The 2025 Student Fellowship goes to Alex Costa Kott, a PhD student in Latin American Studies (LLILAS) at The University of Texas at Austin. Costa Kott researches Afro-Brazilian religions with a focus on Umbanda, its Bantu and Yoruba cosmologies and the social dynamics that shape its contemporary practice. His project, “Mapping Ancestral Geographies: Tracing West & Central African Roots of Umbanda through Historical Cartography,” will explore the African origins of Umbanda by analyzing colonial-era maps from West and Central Africa held in the UT Libraries’ geospatial collections. Using an interdisciplinary approach that blends cartographic, ethnographic and historical methods, and building on the work of scholars such as James Sweet and John Thornton, Costa Kott aims to identify routes, place names and spatial continuities that illuminate the endurance of African cosmologies across the Atlantic world. His research also underscores broader questions of cultural memory and the persistent religious violence targeting practitioners of African-derived traditions in the Americas and the Caribbean.

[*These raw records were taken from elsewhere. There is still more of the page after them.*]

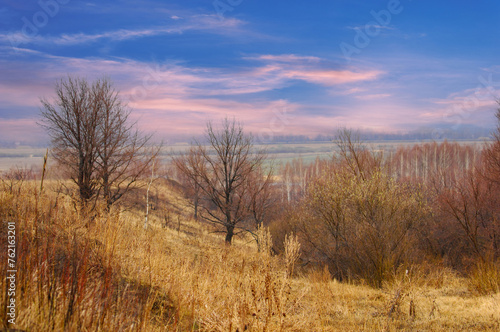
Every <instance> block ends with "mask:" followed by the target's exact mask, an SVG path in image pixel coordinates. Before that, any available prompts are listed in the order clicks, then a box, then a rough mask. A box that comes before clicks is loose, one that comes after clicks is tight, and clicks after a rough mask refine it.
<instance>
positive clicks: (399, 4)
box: [339, 0, 411, 62]
mask: <svg viewBox="0 0 500 332" xmlns="http://www.w3.org/2000/svg"><path fill="white" fill-rule="evenodd" d="M408 1H411V0H408ZM403 9H404V7H403V5H402V4H401V1H400V0H389V2H388V3H387V8H386V9H382V10H380V11H378V12H376V11H374V10H372V11H370V15H371V16H372V17H373V20H372V21H369V22H368V23H366V24H365V25H364V26H363V27H355V28H354V31H355V32H356V33H355V35H354V37H353V43H352V44H349V43H346V42H342V43H340V44H339V47H340V50H341V51H342V54H343V55H344V59H346V61H347V62H351V58H352V56H353V55H354V54H359V53H361V50H362V49H364V48H366V47H368V45H370V43H371V41H372V39H373V38H375V37H377V36H378V35H379V34H380V32H381V31H382V29H384V28H388V27H389V25H390V24H391V21H392V18H393V17H394V16H395V15H399V14H401V12H402V11H403Z"/></svg>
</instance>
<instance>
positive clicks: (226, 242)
mask: <svg viewBox="0 0 500 332" xmlns="http://www.w3.org/2000/svg"><path fill="white" fill-rule="evenodd" d="M233 235H234V226H233V225H231V226H226V244H227V245H230V244H231V241H232V239H233Z"/></svg>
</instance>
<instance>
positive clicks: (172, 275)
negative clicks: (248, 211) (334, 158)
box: [0, 182, 500, 332]
mask: <svg viewBox="0 0 500 332" xmlns="http://www.w3.org/2000/svg"><path fill="white" fill-rule="evenodd" d="M53 185H54V186H55V184H53ZM50 186H51V184H50V183H47V188H46V191H45V194H44V195H40V194H39V192H38V188H37V187H39V184H37V183H34V182H32V183H29V182H26V183H24V184H23V187H22V188H20V190H17V189H16V190H14V191H13V192H9V190H2V189H1V187H0V217H1V219H2V220H1V221H2V234H1V236H2V243H5V242H4V241H3V238H4V237H5V236H6V222H7V221H16V224H17V232H18V238H17V248H18V252H19V256H18V271H19V272H18V280H17V287H18V291H19V293H18V297H17V299H18V301H19V302H18V306H17V312H18V320H17V325H16V326H15V327H16V328H23V329H26V330H30V331H50V330H54V331H59V330H65V329H66V330H68V331H73V330H83V331H87V330H88V331H240V332H242V331H400V330H403V331H404V330H407V331H414V330H415V331H417V330H418V331H449V330H453V331H471V330H481V331H484V330H490V331H496V330H499V329H500V311H499V310H498V308H500V294H498V289H496V291H493V290H491V289H489V290H488V292H487V293H488V294H489V295H481V294H480V293H479V292H478V291H476V288H474V287H472V286H471V285H473V284H474V279H473V278H471V279H464V278H461V277H459V276H457V275H456V274H455V273H453V271H450V270H448V269H446V268H444V267H439V266H437V265H429V266H418V267H408V269H407V270H408V272H406V269H404V270H401V271H400V272H398V274H397V275H395V276H394V281H393V282H391V283H388V284H385V285H384V287H383V288H382V289H374V288H371V287H368V286H366V285H359V284H357V285H355V284H348V283H339V282H337V281H336V280H332V278H331V276H330V275H329V273H328V271H327V270H323V269H319V270H313V271H308V272H300V273H297V270H298V269H297V268H296V266H295V263H296V260H297V258H298V255H299V254H300V246H299V245H298V243H297V241H296V239H295V238H294V237H293V236H289V237H287V238H286V239H287V240H286V246H285V252H286V254H285V257H279V256H273V255H271V253H270V246H271V239H270V236H269V233H268V232H267V231H266V230H265V229H262V230H260V233H259V237H260V243H262V244H263V245H262V248H261V250H260V252H259V251H257V249H256V246H255V245H254V242H253V241H252V240H251V239H250V238H240V239H237V240H236V241H235V243H234V245H233V246H232V247H227V246H225V245H224V241H223V238H222V237H221V236H220V235H217V234H214V233H212V232H211V228H209V226H207V225H202V224H200V223H196V222H194V221H193V220H191V219H189V218H188V217H187V216H188V213H187V212H186V211H187V210H188V204H187V202H185V201H184V200H183V199H182V198H181V197H180V196H179V195H177V194H175V192H174V191H172V190H171V189H169V188H168V187H167V186H162V187H161V188H159V189H158V190H159V194H160V195H163V197H166V198H168V199H170V200H171V201H175V205H176V206H177V207H178V208H177V209H175V210H172V212H171V213H172V216H171V217H172V218H173V219H174V220H175V221H176V222H173V223H171V224H168V225H167V226H166V227H165V224H164V222H163V215H162V211H161V210H160V209H157V210H155V213H156V214H155V213H153V214H152V215H151V216H150V221H151V224H150V227H149V228H148V229H146V230H145V229H144V228H143V222H144V219H143V218H144V214H143V211H140V210H130V211H126V212H119V211H114V212H113V213H111V214H104V213H103V214H100V215H97V216H96V217H95V218H94V220H93V221H92V222H87V221H86V219H85V218H83V217H82V216H80V215H78V214H77V213H76V212H75V211H74V209H73V207H72V204H71V203H70V201H69V199H68V198H67V197H64V196H62V195H57V194H55V193H54V192H53V191H51V190H50ZM178 220H179V221H180V227H179V224H177V221H178ZM0 256H1V257H0V260H1V261H2V262H4V261H6V259H5V257H4V256H5V250H2V252H1V254H0ZM1 269H2V273H4V275H5V270H6V264H2V265H1ZM488 271H490V272H488V273H491V270H488ZM483 275H484V273H483ZM483 275H482V277H481V278H486V279H488V278H489V277H488V276H489V274H487V275H486V277H484V276H483ZM475 280H476V281H477V280H480V278H479V277H478V278H476V279H475ZM488 280H489V279H488ZM0 285H1V287H2V289H5V288H4V287H5V285H6V284H5V278H2V281H1V282H0ZM1 296H2V297H1V302H0V306H1V308H3V309H5V306H6V298H5V292H2V295H1ZM2 324H5V322H4V321H3V322H2ZM6 327H7V326H3V328H6Z"/></svg>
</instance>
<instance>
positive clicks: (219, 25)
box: [0, 0, 500, 144]
mask: <svg viewBox="0 0 500 332" xmlns="http://www.w3.org/2000/svg"><path fill="white" fill-rule="evenodd" d="M499 28H500V2H499V1H496V0H482V1H469V0H467V1H466V0H454V1H449V0H443V1H427V0H400V1H399V0H388V1H375V0H374V1H360V0H330V1H324V0H316V1H305V0H302V1H297V0H288V1H281V0H280V1H278V0H277V1H261V0H196V1H194V0H193V1H191V0H183V1H180V0H175V1H160V0H141V1H131V0H130V1H129V0H116V1H106V0H101V1H77V0H40V1H33V0H23V1H18V0H0V141H4V142H10V141H16V142H25V143H28V144H29V143H33V142H43V141H46V140H47V137H46V135H45V134H44V132H43V130H42V129H41V128H40V127H39V126H38V125H37V122H39V120H40V106H41V103H40V98H47V99H49V100H50V99H51V98H53V97H54V86H55V83H56V82H57V80H60V79H64V78H67V77H68V75H70V76H74V77H76V76H78V77H82V78H86V79H88V80H90V81H91V80H94V79H97V78H101V77H104V76H105V77H108V78H109V79H111V81H112V82H113V84H114V87H115V88H116V89H117V91H119V93H120V97H121V98H122V99H123V100H124V101H125V102H127V103H128V105H129V107H130V108H131V109H132V115H131V117H132V118H133V120H137V122H138V124H139V126H140V128H141V129H142V130H144V131H148V132H154V133H155V137H158V138H162V139H166V140H168V139H171V138H173V137H183V138H184V137H185V138H188V137H191V136H197V135H199V134H201V133H202V132H203V130H204V127H205V124H206V122H207V121H213V122H214V123H218V122H220V121H221V120H222V119H224V118H225V117H228V118H235V119H236V120H238V121H240V122H241V123H242V124H243V126H244V128H245V129H246V130H247V131H248V132H252V133H253V135H254V136H255V137H256V138H258V139H262V140H269V139H271V140H272V139H273V137H276V136H279V135H289V134H294V135H308V136H311V137H312V136H315V135H318V134H326V135H328V134H332V133H333V132H334V131H335V130H336V129H337V128H339V127H350V128H359V129H362V130H371V131H379V132H393V133H394V132H396V133H403V132H407V131H412V130H421V129H424V128H425V129H431V130H433V132H434V133H435V134H436V136H437V135H439V133H440V131H441V130H442V128H450V127H451V128H453V129H455V130H460V128H466V127H470V126H478V127H485V128H493V127H494V126H495V117H494V112H495V110H496V108H497V107H496V106H498V105H497V104H496V102H495V100H496V99H498V96H499V92H500V57H499V54H500V33H499V32H500V29H499Z"/></svg>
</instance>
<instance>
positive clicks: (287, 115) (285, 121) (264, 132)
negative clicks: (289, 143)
mask: <svg viewBox="0 0 500 332" xmlns="http://www.w3.org/2000/svg"><path fill="white" fill-rule="evenodd" d="M273 115H274V116H273V117H272V118H271V120H269V126H267V127H265V128H262V129H261V130H260V131H259V135H258V139H259V142H261V143H264V142H272V141H273V140H274V136H275V135H277V134H280V133H283V132H284V131H285V128H286V127H287V126H288V125H290V121H291V120H293V119H294V118H295V116H294V115H291V114H289V113H288V111H287V108H286V106H281V107H279V108H276V109H274V110H273Z"/></svg>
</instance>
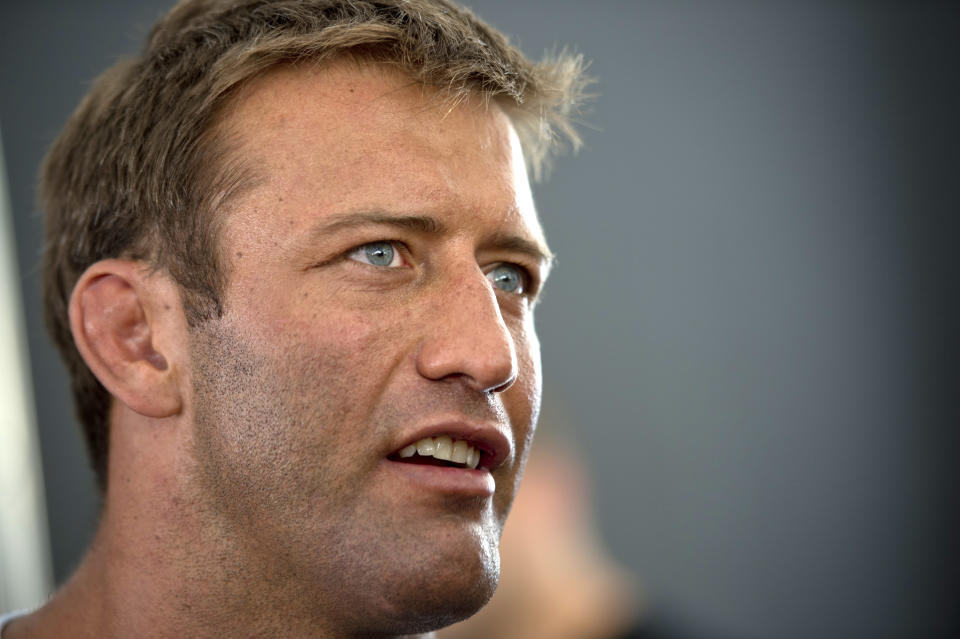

The Map & Geospatial Collections Explorer Fellowship program reflects the Libraries’ commitment to fostering new scholarship, expanding access to geospatial resources and supporting researchers who bring fresh perspectives to historical and contemporary spatial questions. The Libraries congratulates the 2025 fellows and looks forward to the insights their projects will bring in the year ahead.

Throughout the course of their project development, recipients will have the opportunity present or lead a workshop at a Libraries event to showcase their work. Additionally, project work will be featured in one or more Libraries repositories, enabling long-term preservation and a citable persistent link to project outcomes.